Ganga Nath, J.
1. This is a judgment-debtor's appeal and arises out of execution proceedings. The respondent obtained a decree against the judgment-debtor on 17th May 1926. On 21st April 1928 a compromise was entered into between the parties in the execution proceedings by which the decretal money was to be paid in eight yearly instalments, each instalment payable on 31st May. The judgment-debtor paid the first four instalments, but made a default in the payment of the fifth instalment, which fell due on 31st May 1933. The present application for execution was made by the decree-holder on 5th July 1938. An objection was taken by the appellant that the execution was barred by Section 48, Civil P.C. The execution Court has repelled the objection. Section 48(1) lays down:
Where an application to execute a decree not being a decree granting an injunction has been made, no order for the execution of the same decree shall be made upon any fresh application presented after the expiration of 12 years from-
* * * *(b) where the decree or any subsequent order directs any payment of money or the delivery of any property to be made at a certain date or at recurring periods, the date of the default in making the payment or delivery in respect of which the applicant seeks to execute the decree.
2. Under the terms of the compromise entered into between the parties referred to above, the decretal money was payable on certain dates fixed in the compromise. The case therefore falls under Clause (b) of Section 48(1). Reliance was placed by learned Counsel on Gobardhan Das v. Dau Dayal : AIR1932All273 . There it was observed:
An execution Court has no power to alter or vary the decree under execution and to substitute a new decree for it. A mere agreement or consent of the parties cannot confer such a jurisdiction on the execution Court, or supersede the rule of limitation.
An order under Order 20, Rule 11, Civil P.C., can be passed by the original Court only, i.e. the Court which passed the decree.

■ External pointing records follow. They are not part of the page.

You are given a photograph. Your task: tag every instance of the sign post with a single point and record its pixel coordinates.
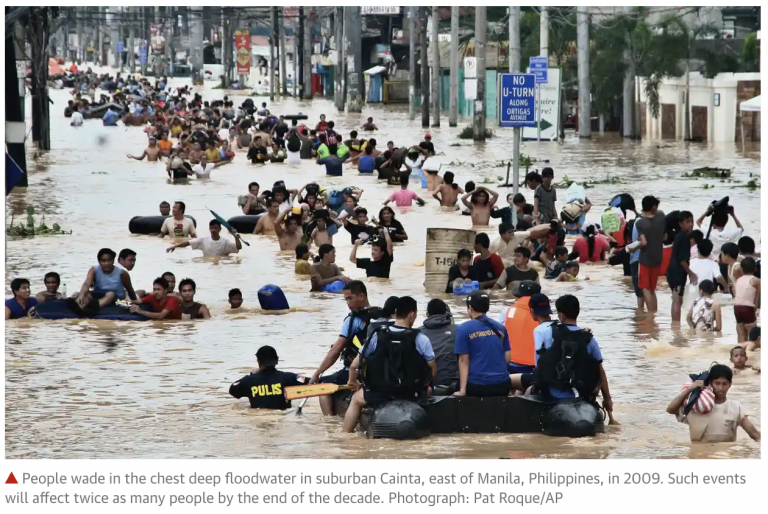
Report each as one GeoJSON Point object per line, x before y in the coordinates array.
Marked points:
{"type": "Point", "coordinates": [517, 96]}
{"type": "Point", "coordinates": [539, 66]}
{"type": "Point", "coordinates": [243, 48]}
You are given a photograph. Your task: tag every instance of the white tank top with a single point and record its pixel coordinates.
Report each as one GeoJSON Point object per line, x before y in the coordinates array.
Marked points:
{"type": "Point", "coordinates": [744, 292]}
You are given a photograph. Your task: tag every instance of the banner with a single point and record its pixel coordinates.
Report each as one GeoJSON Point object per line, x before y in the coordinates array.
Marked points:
{"type": "Point", "coordinates": [243, 47]}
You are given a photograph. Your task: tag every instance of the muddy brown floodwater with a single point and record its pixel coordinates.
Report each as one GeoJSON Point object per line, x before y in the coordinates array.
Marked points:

3. This decision cannot now be regarded as good law in view of a recent decision of the Privy Council which is against this case. In Oudh Commercial Bank, Ltd., Fyzabad v. Bind Basni Kuer their Lordships of the Privy Council observed:
Their Lordships are in agreement with the statement in Gobardhan Das v. Dau Dayal : AIR1932All273 , that in numerous cases a compromise between the decree-holder and the judgment-debtor entered into in the course of execution proceedings, which was duly recorded, has been enforced, and they are not of opinion that the practice, which is both widespread and inveterate, is contrary to the Code. They are of opinion that in the present case the compromise can and should be enforced in these execution proceedings.
4. There can therefore be no doubt that the compromise which was entered into between the parties was enforceable in execution proceedings. The period of twelve years will, accordingly, be computed from the date of the default, i.e., from 31st May 1933. The application therefore is within time and is not barred by Section 48, Civil P.C. In the result the appeal is dismissed under Order 41, Rule 11, Civil P.C.